Art Theft: The The Majority Of Intriguing and Famous Cases in History



Art theft is an ancient and complex criminal activity. When you take a look at the a few of the most popular cases of art thefts in history, you see completely planned operations that include art dealerships, art fakers, mobsters, ransoms, and countless dollars. Here you can check out about some of the most popular cases of art theft in the history.

The First Theft:
The first documented case of art theft remained in 1473, when two panels of altarpiece of the Last Judgment by the Dutch painter Hans Memling were stolen. While the triptych was being carried by ship from the Netherlands to Florence, the ship was assaulted by pirates who took it to the Gdansk cathedral in Poland. Nowadays, the piece is revealed at the National Museum in Gdansk where it was just recently moved from the Basilica of the Assumption.

One Of The Most Famous Theft:
The most popular story of art theft includes among the most popular paintings in the world and one of the most popular artists in history as a suspect. In the night of August 21, 1911, the Mona Lisa was taken from the Louver. Not long after, Pablo Picasso was apprehended and questioned by the authorities, however was launched quickly.

It took about two years till the mystery was fixed by the Parisian cops. It ended up that the 30 × 21 inch painting was taken by one of the museum employees by the name of Vincenzo Peruggia, who simply carried it concealed under his coat. Nevertheless, Peruggia did not work alone. The criminal offense was carefully conducted by a notorious con man, Eduardo de Valfierno, who was sent by an art faker who meant to make copies and offer them as if they were the initial painting.

While Yves Chaudron, the art faker, was hectic producing copies for the popular masterpiece, Mona Lisa was still concealed at Peruggias home. Eventually, Peruggia was caught by the authorities while trying to offer the painting to an art dealer from Florence, Italy.

The Greatest Theft in the USA:
The most significant art theft in United States occurred at the Isabella Stewart Gardner Museum. On the night of March 18, 1990, a group of burglars wearing cops uniforms burglarized the museum and took thirteen paintings whose cumulative worth was estimated at around 300 million dollars. The burglars took two paintings and one print by Rembrandt, and works of Vermeer, Manet, Degas, Govaert Flinck, in addition to a French and a Chinese artifact.

Since yet, none of the paintings have been found and the case is still unsolved. Inning accordance with recent rumors, the FBI are examining the possibility that the Boston Mob together with French art dealers are linked to the criminal activity.

The Scream:
The painting by Edvard Munchs, The Scream, is most likely the most searched for painting by art thieves in history. It has been stolen twice and was just recently recuperated. In 1994, during the Winter Season Olympics in Lillehammer, Norway, The Scream was stolen from an Oslo gallery by 2 burglars who broke through https://www.quora.com/profile/Kurt-Criter an open window, set off the alarm and left a note stating: thanks for the poor security.

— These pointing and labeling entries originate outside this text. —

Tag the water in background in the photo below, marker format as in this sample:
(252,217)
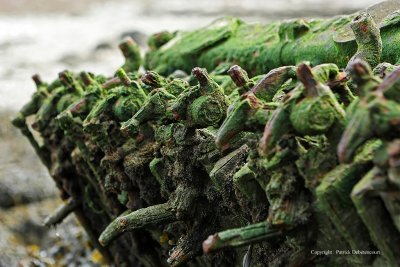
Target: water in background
(47,36)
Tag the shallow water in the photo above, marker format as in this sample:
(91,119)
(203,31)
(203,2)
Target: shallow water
(46,37)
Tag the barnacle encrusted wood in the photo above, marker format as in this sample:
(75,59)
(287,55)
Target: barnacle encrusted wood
(240,145)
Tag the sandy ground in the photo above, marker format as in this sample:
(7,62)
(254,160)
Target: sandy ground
(47,36)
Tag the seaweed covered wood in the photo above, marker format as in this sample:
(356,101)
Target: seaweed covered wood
(240,145)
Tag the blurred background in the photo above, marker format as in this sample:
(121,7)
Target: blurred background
(48,36)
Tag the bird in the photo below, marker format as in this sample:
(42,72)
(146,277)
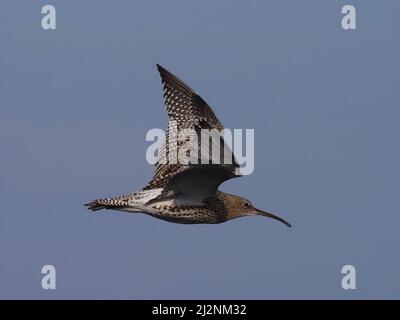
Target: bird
(186,193)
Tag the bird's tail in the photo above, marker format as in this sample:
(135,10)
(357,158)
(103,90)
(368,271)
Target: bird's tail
(107,203)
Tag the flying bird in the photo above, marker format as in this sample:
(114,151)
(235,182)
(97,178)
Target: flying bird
(186,193)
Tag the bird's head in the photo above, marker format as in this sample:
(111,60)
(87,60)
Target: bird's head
(240,207)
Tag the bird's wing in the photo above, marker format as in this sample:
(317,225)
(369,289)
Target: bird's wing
(189,111)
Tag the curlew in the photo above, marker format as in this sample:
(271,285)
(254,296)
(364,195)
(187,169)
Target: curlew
(186,193)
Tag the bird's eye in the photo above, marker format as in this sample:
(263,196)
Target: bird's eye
(246,204)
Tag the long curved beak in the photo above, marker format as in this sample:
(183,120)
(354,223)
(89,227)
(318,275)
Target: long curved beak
(270,215)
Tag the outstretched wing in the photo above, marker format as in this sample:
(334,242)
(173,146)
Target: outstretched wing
(189,111)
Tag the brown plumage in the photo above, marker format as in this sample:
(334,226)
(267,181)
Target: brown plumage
(186,193)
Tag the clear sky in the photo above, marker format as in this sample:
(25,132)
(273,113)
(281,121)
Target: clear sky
(75,106)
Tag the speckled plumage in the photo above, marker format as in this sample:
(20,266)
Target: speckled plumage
(186,193)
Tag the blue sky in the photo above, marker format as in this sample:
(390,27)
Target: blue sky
(75,106)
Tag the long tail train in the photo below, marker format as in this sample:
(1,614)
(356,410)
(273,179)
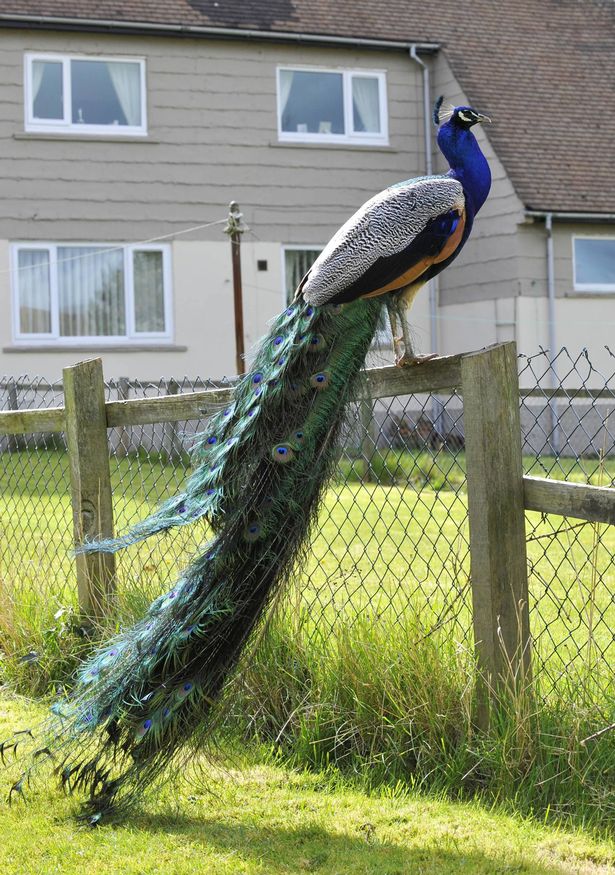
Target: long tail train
(150,693)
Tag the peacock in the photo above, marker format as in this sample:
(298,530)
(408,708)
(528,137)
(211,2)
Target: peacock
(147,699)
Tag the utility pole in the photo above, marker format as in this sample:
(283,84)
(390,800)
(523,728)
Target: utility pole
(235,228)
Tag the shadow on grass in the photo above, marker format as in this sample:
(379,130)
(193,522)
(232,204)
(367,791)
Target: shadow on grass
(284,849)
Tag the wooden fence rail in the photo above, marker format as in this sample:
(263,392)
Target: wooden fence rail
(498,493)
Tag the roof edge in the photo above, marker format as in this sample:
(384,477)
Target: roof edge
(109,25)
(567,215)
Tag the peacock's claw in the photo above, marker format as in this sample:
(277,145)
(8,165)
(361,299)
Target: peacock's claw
(407,360)
(17,788)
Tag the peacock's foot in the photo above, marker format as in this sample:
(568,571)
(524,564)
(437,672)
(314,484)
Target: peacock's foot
(407,359)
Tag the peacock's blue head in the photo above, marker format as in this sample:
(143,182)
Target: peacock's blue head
(459,147)
(463,117)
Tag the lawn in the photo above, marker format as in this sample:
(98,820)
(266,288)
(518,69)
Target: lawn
(264,819)
(378,548)
(370,669)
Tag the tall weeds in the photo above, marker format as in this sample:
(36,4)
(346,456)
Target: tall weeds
(393,703)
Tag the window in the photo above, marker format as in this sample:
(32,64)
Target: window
(297,261)
(594,264)
(70,94)
(80,292)
(332,106)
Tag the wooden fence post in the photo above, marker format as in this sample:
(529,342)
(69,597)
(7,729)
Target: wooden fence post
(124,432)
(171,444)
(490,387)
(86,436)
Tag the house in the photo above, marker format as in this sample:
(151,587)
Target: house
(128,128)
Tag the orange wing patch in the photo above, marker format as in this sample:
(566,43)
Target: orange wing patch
(418,269)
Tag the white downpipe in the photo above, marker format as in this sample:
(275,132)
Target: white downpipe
(552,334)
(433,284)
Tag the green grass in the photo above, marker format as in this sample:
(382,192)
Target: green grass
(369,668)
(264,819)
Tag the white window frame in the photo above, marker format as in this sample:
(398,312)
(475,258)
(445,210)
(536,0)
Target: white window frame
(294,247)
(596,288)
(67,126)
(357,138)
(132,337)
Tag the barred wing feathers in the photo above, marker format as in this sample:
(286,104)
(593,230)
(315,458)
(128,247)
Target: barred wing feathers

Three months later on, the holders of the painting approached the Norwegian Government with an offer: 1 million dollars ransom for Edvard Munchs The Scream. The Federal government denied the offer, but the Norwegian police worked together with the British Cops and the Getty Museum to arrange a sting operation that brought back the painting to where it belongs.

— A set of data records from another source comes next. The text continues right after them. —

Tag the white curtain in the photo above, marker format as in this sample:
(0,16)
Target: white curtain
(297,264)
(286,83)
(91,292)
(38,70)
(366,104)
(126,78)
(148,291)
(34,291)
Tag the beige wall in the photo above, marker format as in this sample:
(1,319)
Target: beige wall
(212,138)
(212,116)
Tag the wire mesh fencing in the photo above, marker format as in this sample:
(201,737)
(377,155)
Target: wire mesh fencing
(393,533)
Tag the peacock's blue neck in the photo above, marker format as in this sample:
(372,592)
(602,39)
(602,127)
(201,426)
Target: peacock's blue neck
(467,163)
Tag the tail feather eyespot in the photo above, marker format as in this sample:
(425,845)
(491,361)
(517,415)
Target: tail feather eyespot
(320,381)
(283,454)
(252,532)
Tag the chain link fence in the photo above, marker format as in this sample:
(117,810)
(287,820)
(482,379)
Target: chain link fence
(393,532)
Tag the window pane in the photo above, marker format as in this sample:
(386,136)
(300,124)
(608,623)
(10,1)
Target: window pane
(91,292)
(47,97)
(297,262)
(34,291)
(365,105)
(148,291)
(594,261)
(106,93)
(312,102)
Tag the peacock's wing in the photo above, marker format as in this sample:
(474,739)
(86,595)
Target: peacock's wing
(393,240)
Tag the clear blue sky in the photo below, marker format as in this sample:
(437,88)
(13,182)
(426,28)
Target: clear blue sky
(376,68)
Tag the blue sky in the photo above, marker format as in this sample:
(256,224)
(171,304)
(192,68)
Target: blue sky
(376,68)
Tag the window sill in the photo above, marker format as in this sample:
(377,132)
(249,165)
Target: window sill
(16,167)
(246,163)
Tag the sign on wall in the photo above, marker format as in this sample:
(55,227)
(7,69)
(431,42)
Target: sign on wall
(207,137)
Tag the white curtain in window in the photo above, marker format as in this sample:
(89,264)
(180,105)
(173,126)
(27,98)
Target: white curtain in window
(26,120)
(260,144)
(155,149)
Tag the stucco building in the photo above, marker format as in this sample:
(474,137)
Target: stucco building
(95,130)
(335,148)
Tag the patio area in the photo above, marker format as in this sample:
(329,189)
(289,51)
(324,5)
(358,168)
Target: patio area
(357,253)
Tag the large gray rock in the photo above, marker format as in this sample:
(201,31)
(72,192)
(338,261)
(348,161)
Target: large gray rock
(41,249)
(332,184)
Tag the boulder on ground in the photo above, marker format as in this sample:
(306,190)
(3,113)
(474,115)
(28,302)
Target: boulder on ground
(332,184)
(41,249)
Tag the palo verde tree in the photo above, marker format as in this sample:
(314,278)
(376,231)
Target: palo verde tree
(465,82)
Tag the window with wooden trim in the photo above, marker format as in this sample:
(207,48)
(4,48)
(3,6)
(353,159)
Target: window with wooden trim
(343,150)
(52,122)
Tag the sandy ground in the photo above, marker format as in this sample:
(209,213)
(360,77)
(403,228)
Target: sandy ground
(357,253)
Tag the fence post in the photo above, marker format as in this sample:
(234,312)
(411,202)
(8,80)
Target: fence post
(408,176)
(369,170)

10 years later, The Scream was taken again from the Munch Museum. This time, the robbers utilized a weapon and took another of Munchs painting with them. While Museum officials awaiting the thieves to request ransom money, rumors declared that both paintings were burned to conceal proof. Ultimately, the Norwegian police discovered the two paintings on August 31, 2006 however the truths on how they were recovered are not understood yet.


When you look at the some of the most famous cases of art thefts in history, you see completely prepared operations that include art dealers, art fakers, mobsters, ransoms, and millions of dollars. The most well-known story of art theft involves one of the most popular paintings in the world and one of the most well-known artists in history as a suspect. The criminal activity was thoroughly conducted by a infamous con male, Eduardo https://soundcloud.com/kurt-criter de Valfierno, who was sent by an art faker who intended to make copies and sell them as if they were the initial painting.

Ultimately, Peruggia was caught by the authorities while attempting to sell the painting to an art dealership from Florence, Italy. The painting by Edvard Munchs, The Scream, is probably the most sought after painting by art thieves in history.